Case In Point
Tribunal Sets Out New Test for “Danger” under Canada Labour Code
Date: December 28, 2016
In an important decision for all federally regulated employers, the Occupational Health and Safety Tribunal of Canada (OHSTC) released its first decision interpreting the new definition of “danger” under the Canada Labour Code (Code). In Correctional Service of Canada v. Ketcheson, Appeals Officer Strahlendorf considered the definition, which came into force on October 31, 2014, and set out a new test that will impact work refusals in the federal jurisdiction.
Under the new definition, “danger” is defined as:
… any hazard, condition or activity that could reasonably be expected to be an imminent or serious threat to the life or health of a person exposed to it before the hazard or condition can be corrected or the activity altered.

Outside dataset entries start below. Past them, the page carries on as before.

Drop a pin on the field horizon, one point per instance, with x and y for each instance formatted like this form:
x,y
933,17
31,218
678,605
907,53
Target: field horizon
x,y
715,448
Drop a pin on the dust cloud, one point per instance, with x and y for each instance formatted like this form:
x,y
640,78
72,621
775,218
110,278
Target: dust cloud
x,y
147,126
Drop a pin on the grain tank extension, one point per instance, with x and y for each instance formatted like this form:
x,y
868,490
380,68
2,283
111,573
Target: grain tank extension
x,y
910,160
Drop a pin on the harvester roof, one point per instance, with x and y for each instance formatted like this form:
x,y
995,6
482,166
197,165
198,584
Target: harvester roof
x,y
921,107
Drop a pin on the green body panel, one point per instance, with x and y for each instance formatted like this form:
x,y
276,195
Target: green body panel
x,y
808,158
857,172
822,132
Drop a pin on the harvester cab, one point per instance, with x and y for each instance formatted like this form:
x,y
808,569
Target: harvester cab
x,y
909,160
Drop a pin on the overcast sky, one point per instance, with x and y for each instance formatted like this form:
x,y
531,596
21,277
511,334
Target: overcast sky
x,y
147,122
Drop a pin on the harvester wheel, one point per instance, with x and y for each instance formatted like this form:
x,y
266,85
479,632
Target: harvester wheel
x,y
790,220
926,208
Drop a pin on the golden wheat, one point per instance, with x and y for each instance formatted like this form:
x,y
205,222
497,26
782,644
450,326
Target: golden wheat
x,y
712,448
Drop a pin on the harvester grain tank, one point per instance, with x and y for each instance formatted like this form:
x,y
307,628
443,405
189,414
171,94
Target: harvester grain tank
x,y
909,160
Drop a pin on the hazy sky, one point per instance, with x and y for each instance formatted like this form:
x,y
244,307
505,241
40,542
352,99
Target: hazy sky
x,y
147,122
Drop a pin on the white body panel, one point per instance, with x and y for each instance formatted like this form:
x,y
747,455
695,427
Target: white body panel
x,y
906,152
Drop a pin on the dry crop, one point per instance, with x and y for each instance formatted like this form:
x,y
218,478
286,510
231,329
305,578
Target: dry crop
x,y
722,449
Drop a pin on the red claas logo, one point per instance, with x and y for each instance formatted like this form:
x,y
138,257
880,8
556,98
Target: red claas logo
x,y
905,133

This was a significant departure from the previous definition, where “danger” was defined as:
… any existing or potential hazard or condition or any current or future activity that could reasonably be expected to cause injury or illness to a person exposed to it before the hazard or condition can be corrected, or the activity altered, whether or not the injury or illness occurs immediately after the exposure to the hazard, condition or activity, and includes any exposure to a hazardous substance that is likely to result in a chronic illness, in disease or in damage to the reproductive system.
The Appeals Officer considered the historical definitions of danger, including an earlier, more restrictive definition that was in place prior to 2000 and the common meaning of the words present in the new definition.
In so doing, he identified two distinct forms of danger under the new definition – where the hazard in question presents an “imminent threat” or where it presents a “serious threat.” The Appeals Officer went on to define the concepts of imminent or serious threats:
[197] Imminent threats from hazards mean those hazards are less likely to be corrected than hazards resulting in serious threats can be corrected. There is simply very little time to correct hazards whose risks are imminent. The level of harm can be quite low (but not trivial) but the risk is still an imminent threat where the hazard cannot be corrected in time. A serious threat, not being imminent, means that the hazard that produces the serious threat is more likely to be corrected than hazards resulting in imminent threats can be corrected.
Importantly, he also recognized the concept of a minimum threshold to establish danger, regardless of the seriousness of the potential threat, stating:
[198] …a threat entails the probability of a certain level of harm. Some risks are threats and some are not. A very low risk, either because of low probability or because of low severity, is not a threat. Both probability and severity each have to reach a minimum threshold before the risk can be called a threat. It is clear that a low risk hazard is not a danger. A high risk hazard is a danger.
The Appeals Officer then set out a three-part test for assessing whether there is a “danger.” The test incorporates the two distinct forms of danger found in the new definition:
- What is the alleged hazard, condition or activity?
- (a) Could this hazard, condition or activity reasonably be expected to be an imminent threat to the life or health of a person exposed to it?
OR
(b) Could this hazard, condition or activity reasonably be expected to be a serious threat to the life or health of a person exposed to it?
- Will the threat to life or health exist before the hazard or condition can be corrected or the activity altered? [para 199]
The respondent in this case was a Correctional Manager at a maximum security institution. He requested that he be allowed to carry a debilitating spray to subdue inmates as needed, as well as handcuffs. When he did not receive a response to this request, he instituted a work refusal.
The Appeals Officer applied this new test and found that the threat in question lacked the requisite “immediacy” to meet the requirement for 2(a), and a serious threat as contemplated under 2(b) did not exist. He concluded that the respondent was not exposed to a danger on the day he exercised his work refusal.
As more appeals of work refusals and “danger” directions are issued by the OHSTC, it will be important to monitor those respective decisions to see if the test set out by Appeals Officer Strahlendorf is followed. In the interim, employers should consider both “immediate threats” and “serious threats” when faced with work refusals.